The door to the room next to the kitchen burst open and
Tal-gyun stepped onto the porch.
"How did you get through all this snow? Come on in. Are
you all right?"
Tal-gyun sounded like he was trying, unsuccessfully,
to hide his anger. As he showed Chu-ch'ol into the room, the old woman's
door creaked shut. Chu-ch'ol looked up to see a younger woman standing
with her back to the old woman's door. She was staring at him. It was Tal-gyun's
wife. How had she managed to get the old woman back inside so quickly?
"It's cold. Quick, come on in," Tal-gyun urged. The two
men used the respectful form of speech for the uncle was younger than the
nephew. Chu-ch'ol struggled to move his feet. His legs were shaking.
"You could have waited till daylight but I know... Son
of a bitch... What's he tryin' to do anyway? I can't stand this. I'm gonna
have it out with him tonight, whether it kills one of us or not," Tal-gyun
growled as he watched Chu-ch'ol clamber onto the porch.
Chu-ch'ol took off his wet socks, rubbed his feet with
a rag and stepped across the room to sit on the warmest part of the floor
as Tal-gyun directed. Chu-on stood just inside the door, looking down at
him. He seemed uneasy, as if he had done something wrong, yet his cheeks
and lips puffed out in a dissatisfied expression. Chu-ch'ol looked up and,
in an indifferent tone, told him to sit.
"I'm glad you're here," Chu-on said, sitting down. "Now
I can tell you how I really feel."
Chu-ch'ol tucked his hands under his buttocks and looked
around the room. A latticed window opened onto the backyard, and on the
wall next to it hung a woman's skirt and sweater. A child's ragged corduroy
jacket, a few pieces of underwear and some socks were scattered across
the floor. Next to them lay a dark red blanket and a crumpled quilt with
cotton batting poking through the seams. Two grimy pillows lay on top of
the blanket. In the corner next to the door was a flat bush clover basket
filled with boiled sweet potatoes. Brownish sweet potato skins and a few
half-eaten pieces sat along the edge of the basket.

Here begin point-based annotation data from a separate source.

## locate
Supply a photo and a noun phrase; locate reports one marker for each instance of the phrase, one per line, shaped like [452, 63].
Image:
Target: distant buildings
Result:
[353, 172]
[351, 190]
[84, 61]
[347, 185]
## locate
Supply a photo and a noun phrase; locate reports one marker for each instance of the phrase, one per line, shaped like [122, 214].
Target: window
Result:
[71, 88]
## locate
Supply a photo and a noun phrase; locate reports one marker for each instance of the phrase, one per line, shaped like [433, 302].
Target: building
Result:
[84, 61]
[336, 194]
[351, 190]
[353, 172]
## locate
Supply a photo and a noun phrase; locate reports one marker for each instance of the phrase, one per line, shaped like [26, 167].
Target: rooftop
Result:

Chu-ch'ol dropped his head. He remembered the taste of
the boiled sweet potatoes he ate on winter nights as a child. Tal-gyun's
wife and children must have been banished to the old woman's room when
Chu-on and Tal-gyun arrived. Where was Yun-gil? Was he down at the stern
of this unwieldy ship? Why wasn't he in here? Was Chu-on going to arrest
him tomorrow? Would he really do it, just to fulfill his duty? And would
Yun-gil follow him obediently to Seoul or would he run off? And what about
Tal-gyun? Would he just sit by and watch? What am I supposed to do? Chu-ch'ol
thought. Aren't I supposed to punch Chu-on out and rave at his cruelty?
"Your clothes are all wet and we ain't got nothin' for
you to wear! At least the room's warm ... don't have no decent blankets."

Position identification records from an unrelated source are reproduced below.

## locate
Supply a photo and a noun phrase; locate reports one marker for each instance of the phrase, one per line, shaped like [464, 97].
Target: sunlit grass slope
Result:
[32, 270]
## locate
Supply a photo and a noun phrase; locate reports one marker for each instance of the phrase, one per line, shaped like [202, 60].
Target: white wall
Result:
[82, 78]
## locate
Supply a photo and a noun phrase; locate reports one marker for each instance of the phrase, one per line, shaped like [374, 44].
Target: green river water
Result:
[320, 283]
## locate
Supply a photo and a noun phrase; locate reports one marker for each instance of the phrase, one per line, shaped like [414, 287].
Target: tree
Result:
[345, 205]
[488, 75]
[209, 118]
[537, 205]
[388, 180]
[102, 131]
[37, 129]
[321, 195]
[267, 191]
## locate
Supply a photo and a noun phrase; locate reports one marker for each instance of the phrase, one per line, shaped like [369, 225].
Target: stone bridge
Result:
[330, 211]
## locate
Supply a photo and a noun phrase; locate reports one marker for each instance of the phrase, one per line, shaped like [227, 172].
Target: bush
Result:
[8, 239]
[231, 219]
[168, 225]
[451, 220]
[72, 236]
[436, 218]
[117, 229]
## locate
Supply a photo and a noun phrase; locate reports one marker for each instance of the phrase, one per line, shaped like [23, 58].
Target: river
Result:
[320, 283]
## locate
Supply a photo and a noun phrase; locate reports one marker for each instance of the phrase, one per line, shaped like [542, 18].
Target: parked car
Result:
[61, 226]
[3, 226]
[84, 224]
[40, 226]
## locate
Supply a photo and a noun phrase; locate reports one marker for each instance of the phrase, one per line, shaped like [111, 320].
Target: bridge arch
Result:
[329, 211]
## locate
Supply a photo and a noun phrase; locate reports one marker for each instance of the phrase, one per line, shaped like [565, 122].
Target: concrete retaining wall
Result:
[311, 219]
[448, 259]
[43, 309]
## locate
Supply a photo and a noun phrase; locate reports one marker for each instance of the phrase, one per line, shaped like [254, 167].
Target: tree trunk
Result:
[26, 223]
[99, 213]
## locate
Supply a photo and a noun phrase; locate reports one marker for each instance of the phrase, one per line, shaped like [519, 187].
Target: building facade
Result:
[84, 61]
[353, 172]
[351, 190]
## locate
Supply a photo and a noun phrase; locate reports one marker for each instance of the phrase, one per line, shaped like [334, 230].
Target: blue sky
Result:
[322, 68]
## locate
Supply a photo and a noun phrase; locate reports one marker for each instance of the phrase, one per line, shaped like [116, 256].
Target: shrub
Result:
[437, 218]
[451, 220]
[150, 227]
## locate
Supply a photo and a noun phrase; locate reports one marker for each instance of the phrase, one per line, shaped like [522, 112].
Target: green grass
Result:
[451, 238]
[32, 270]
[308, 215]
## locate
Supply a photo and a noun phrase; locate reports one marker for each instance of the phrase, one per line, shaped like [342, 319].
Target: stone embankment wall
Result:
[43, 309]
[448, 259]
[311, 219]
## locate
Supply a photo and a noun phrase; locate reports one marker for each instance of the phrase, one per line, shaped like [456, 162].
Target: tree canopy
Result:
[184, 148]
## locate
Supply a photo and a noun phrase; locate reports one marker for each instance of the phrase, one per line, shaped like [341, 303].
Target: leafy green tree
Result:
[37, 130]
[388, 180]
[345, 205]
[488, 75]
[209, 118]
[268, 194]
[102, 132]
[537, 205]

Tal-gyun bit his lip at his ineffectualness.
Chu-on sat with his head bowed and hands tucked between
his thighs, waiting for a chance to speak. When Chu-ch'ol took out a cigarette
and brought it to his lips, Chu-on flicked open his lighter and extended
it in Chu-ch'ol's direction. Tal-gyun reached for a sooty tin can and placed
it in front of Chu-ch'ol. The door opened quietly and a woman's face appeared.

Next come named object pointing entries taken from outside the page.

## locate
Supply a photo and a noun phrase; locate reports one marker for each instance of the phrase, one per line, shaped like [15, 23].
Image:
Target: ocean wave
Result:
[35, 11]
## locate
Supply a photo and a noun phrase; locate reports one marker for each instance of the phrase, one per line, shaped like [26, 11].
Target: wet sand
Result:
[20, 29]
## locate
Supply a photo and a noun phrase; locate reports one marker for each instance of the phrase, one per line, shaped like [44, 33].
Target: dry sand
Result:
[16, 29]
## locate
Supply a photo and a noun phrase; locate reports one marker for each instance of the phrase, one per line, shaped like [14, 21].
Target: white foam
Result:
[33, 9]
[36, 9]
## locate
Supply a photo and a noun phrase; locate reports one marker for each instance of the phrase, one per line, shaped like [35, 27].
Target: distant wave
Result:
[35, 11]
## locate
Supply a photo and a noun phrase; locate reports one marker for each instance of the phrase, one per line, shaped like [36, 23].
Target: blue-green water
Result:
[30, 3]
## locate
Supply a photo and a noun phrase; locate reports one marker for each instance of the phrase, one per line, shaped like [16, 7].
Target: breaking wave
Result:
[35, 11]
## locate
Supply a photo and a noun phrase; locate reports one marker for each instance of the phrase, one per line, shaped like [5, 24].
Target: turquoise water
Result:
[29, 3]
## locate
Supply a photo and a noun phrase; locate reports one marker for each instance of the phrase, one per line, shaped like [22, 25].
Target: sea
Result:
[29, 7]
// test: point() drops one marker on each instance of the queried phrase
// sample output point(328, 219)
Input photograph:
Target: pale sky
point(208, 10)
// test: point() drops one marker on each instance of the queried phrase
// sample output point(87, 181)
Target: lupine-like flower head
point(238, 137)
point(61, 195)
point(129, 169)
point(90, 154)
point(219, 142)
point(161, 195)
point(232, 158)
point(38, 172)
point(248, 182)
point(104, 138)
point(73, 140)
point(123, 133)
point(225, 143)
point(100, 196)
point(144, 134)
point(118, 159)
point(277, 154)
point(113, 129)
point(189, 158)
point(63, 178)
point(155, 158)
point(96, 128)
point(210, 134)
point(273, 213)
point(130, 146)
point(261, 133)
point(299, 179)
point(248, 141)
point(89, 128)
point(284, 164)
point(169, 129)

She looked from face to face, without the slightest embarrassment or shyness.
Her eyes lingered on Chu-ch'ol, crinkling in a smile. The woman reminded
him of the Hahoe bride's mask, with her half-moon eyes, long face, and
guileless, yet wanton smile.
"Get to bed, woman! What are you hangin' round here for?"
She smiled nervously, seemingly intimidated by her husband's
tone. "Me? I figured our guests were hungry so I thought I'd make some
supper and heat the room a bit." The sluggish drawl and pouting lips suited
her shiny face and neck.
"We don't need any food. Shut the door and go to bed!"
Tal-gyun clattered, his eyes seething with anger. The woman ignored him
and stood at the door, glancing back and forth between Chu-ch'ol and Chu-on.
Tal-gyun jumped to his feet to push her out and slam the door. Chu-ch'ol
was embarrassed, but Tal-gyun smiled awkwardly. "Her problem's she likes
people too much. She's always tryin' to help out, even when I haven't asked
The room was still except for the sound of Chu-ch'ol
exhaling from his cigarette. Dishes rattled in the kitchen. A branch snapped
nearby. The three men sat in silence. Then Chu-on spoke.
"Excuse me, but I'd like to have a smoke."
Chu-ch'ol pushed his cigarettes in Chu-on's direction,
but Chu-on pulled a pack from his pocket. Tal-gyun lit up as well. A door
opened and shut at the other end of the building, then they heard a man's
gravelly cough. A pair of rubber shoes shuffled toward their door.
As he drew on his cigarette, Chu-ch'ol had an eery feeling:
Who was that coughing? Something told him it wasn't Yun-gil. Was there
another man here?
The door opened and Tal-gyun's wife poked her head in.
A cold wind rushed through the door. Chu-ch'ol had grown accustomed to
the warm room. Tal-gyun glared at his wife.
"I told you to get your ass into Mother's room and go
to sleep. Why do you keep stickin' your nose in here?"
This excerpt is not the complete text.